Americans will be shocked to learn that people in other countries don't walk around thinking about America or wondering what "the Americans" are going to do about stuff.
For example, a significant portion of Americans probably know basically nothing about France, and French government. France doesn't really affect their lives at all, and the mainstream news only mentions the country when a really major story happens.
But glancing at the front page of the Le Monde website, I see a story about Obama meeting with Netanyahu, a really interesting article about big data in American elections (with a lot about a tool called NationBuilder that I've never heard of), a blog about the search for extraterrestrial life that draws mainly from American research, and an article about Obama and Keystone XL.
There's a "Pixels" section full of American culture, with stuff about Fallout 4, YouTube stars, Microsoft, and an FBI hacking story.
A lot of this stuff could be considered "local" news; I'm not sure why anyone in France would care about Keystone XL.
Now obviously French people aren't walking around worrying about America, but in general, I think people in other countries know a lot more about us than we know about them. And that's not just because of the stereotypical ignorant American, the US just influences other countries more than they influence us.
I'd also observe that since the US has had such a large footprint, the interesting question isn't whether the French know our President, vs. whether an American can name the French Prime Minister. That doesn't scale properly, as it implies a standard by which the non-American wins by knowing one name, but the American has to know everyone. The more interesting question is does the average Japanese person know the name of France's Prime Minister, or vice versa? And that's staying comfortably within the world's top ten economies, hardly an unfair question. I suspect by this standard the US would look a lot less bad, though I would still be completely unsurprised to see it at the bottom of such a measure. It just wouldn't be such an extreme difference.
But I think it goes farther than French people knowing who Obama is. Yes, for every French article about Obama, there's an American article about some world leader. But French newspapers also have articles about a scandal at the University of Missouri, local police shooting stories, and again this Keystone stuff that frankly nobody should care about. US news doesn't carry that kind of story about other countries, because frankly I don't think anybody would care.
If I look at the Le Monde Americas section (http://www.lemonde.fr/ameriques/) I count 12 stories about the US in the last 4 days, the majority of which have very little relevance to the rest of the world. There's lots about Keystone, the University of Missouri racism scandal, the Seattle gum wall thing, etc.
I'm not saying Americans don't care about the rest of the world or that the news doesn't report on stuff outside our borders, but comparing US news about Europe to European news about the US is sort of proving my point. I think Europeans tend to know more about the US than Americans know about any one European country.

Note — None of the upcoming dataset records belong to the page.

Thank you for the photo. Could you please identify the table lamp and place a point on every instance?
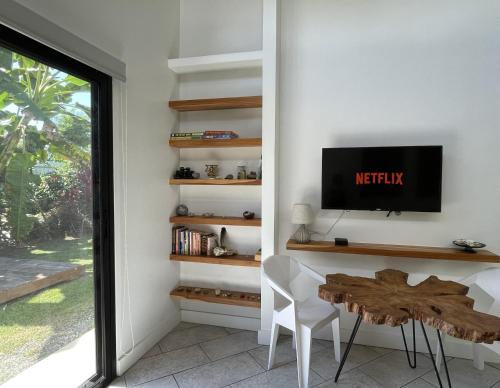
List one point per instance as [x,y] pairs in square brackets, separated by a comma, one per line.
[302,215]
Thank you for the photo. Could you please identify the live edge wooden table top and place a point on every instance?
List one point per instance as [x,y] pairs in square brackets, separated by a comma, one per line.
[389,299]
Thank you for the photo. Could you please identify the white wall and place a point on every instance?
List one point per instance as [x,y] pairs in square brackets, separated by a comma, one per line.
[375,73]
[216,27]
[143,35]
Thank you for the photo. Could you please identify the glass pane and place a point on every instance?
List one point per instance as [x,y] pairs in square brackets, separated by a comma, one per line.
[46,258]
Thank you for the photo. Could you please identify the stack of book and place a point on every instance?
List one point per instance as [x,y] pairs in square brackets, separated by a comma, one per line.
[204,135]
[187,136]
[192,242]
[220,135]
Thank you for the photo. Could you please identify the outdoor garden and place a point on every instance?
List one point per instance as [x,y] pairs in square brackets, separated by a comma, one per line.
[45,205]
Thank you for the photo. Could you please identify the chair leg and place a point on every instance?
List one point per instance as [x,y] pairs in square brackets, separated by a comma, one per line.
[478,357]
[275,333]
[303,354]
[439,356]
[336,338]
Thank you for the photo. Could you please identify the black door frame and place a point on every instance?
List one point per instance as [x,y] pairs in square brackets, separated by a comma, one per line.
[102,188]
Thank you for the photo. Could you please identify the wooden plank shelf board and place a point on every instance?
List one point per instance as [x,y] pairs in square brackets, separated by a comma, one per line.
[216,143]
[230,61]
[417,252]
[235,260]
[215,220]
[221,182]
[235,298]
[216,103]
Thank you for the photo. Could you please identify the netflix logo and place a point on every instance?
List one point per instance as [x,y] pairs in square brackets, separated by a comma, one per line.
[379,178]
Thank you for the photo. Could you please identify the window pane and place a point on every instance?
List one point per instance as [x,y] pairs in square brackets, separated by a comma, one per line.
[46,257]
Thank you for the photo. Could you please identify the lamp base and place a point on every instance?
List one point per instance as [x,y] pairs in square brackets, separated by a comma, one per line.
[302,235]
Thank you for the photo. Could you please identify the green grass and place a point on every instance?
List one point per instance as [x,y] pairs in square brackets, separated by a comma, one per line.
[33,327]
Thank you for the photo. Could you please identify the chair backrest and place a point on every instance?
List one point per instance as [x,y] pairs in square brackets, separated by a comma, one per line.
[485,290]
[282,271]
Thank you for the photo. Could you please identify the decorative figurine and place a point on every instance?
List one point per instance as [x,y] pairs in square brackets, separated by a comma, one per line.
[182,210]
[211,170]
[184,173]
[248,215]
[222,250]
[242,170]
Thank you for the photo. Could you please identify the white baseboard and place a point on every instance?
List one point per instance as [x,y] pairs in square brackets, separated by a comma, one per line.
[125,361]
[224,320]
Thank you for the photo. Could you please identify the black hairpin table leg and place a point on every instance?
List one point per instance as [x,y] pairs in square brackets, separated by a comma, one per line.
[349,345]
[414,365]
[432,357]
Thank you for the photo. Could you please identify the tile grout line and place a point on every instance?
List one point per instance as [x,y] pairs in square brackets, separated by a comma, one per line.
[176,382]
[203,342]
[356,367]
[378,382]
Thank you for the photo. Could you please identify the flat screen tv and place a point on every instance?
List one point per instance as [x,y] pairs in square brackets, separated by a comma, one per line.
[382,178]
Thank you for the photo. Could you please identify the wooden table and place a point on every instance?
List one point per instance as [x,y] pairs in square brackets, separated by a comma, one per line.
[389,300]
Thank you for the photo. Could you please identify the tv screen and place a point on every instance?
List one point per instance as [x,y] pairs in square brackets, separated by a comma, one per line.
[382,178]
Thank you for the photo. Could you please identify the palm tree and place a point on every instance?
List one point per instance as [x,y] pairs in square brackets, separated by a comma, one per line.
[35,100]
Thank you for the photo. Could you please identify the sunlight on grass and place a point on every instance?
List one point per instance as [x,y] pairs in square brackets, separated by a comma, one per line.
[52,295]
[41,252]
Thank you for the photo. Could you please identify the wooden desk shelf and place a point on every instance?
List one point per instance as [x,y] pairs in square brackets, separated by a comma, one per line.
[216,103]
[417,252]
[215,220]
[220,182]
[235,260]
[235,298]
[216,143]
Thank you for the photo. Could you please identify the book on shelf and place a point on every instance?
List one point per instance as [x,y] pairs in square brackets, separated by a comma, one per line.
[206,135]
[187,136]
[192,242]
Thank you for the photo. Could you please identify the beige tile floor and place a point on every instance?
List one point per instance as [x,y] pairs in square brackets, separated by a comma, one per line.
[201,356]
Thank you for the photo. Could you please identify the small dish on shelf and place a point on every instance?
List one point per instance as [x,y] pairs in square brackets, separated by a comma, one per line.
[468,245]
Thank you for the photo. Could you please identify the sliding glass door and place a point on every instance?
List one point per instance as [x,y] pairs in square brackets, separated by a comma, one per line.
[56,219]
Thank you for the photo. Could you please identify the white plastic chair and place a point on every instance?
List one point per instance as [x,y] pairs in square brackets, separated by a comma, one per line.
[302,317]
[484,288]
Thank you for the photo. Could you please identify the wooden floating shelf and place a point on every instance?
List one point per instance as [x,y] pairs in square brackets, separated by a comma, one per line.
[234,298]
[235,260]
[241,60]
[216,143]
[216,103]
[220,182]
[215,220]
[417,252]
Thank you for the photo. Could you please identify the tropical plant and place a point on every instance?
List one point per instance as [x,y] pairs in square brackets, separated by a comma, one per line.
[40,124]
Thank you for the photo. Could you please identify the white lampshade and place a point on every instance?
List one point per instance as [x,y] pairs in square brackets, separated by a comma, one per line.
[302,214]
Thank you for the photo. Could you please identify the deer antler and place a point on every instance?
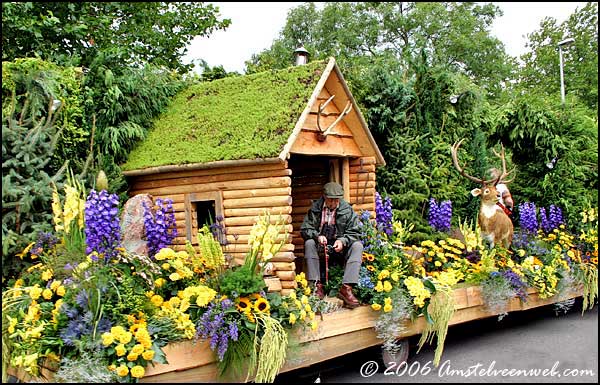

Also, this discussion is specifically focused on culture. I see maybe one or two culture-related articles on that NYTimes page, and pretty much no non-US articles in the Arts section. I think all the articles there about foreign artists are specifically about what they're doing in the US.
Whereas Le Monde, while of course it's focused on French culture, has Fallout 4, YouTube, a couple American art auctions, James Bond (maybe that's cheating though), Justin Bieber, and more. US culture is everywhere, and no one country or even continent gets that much space in American newspapers.
Finally, since I'm now realizing that picking a newspaper called "The World" might have biased my results, L'Express and Le Figaro seem to have similar amounts of American politics and culture.
I don't know any Americans who do that.
Why do you think that our democratically elected leaders feel so comfortable bombing, invading and murdering? They know much of the population ultimately feels that it is the US society's prerogative.
I can only name the Prime Minister of Australia because I have an Australian friend. I'd wager the average American isn't even aware Australia has a Prime Minister, let alone what his name is.
I agree that US citizens think we're the "center of the world". They get that idea because we know nothing about other countries yet they know a lot about us. Under the reasoning of "A king doesn't learn a peasants favorite color." people look at their ignorance in a positive light rather than a negative one.
I never gave a damn about US politics until I started travelling internationally and having more international friends than national ones. It was embarrassing to speak about US politics and have someone from Australia know more about my countries internal politics than I did.
Edit:
I think a large part of this is that many countries are bilingual. Learning a second language is especially common and probably the most common language is English. Meaning they can actually read our local news. Meanwhile, few people in the U.S actually speak French/German beyond what they learned in a few years of high school.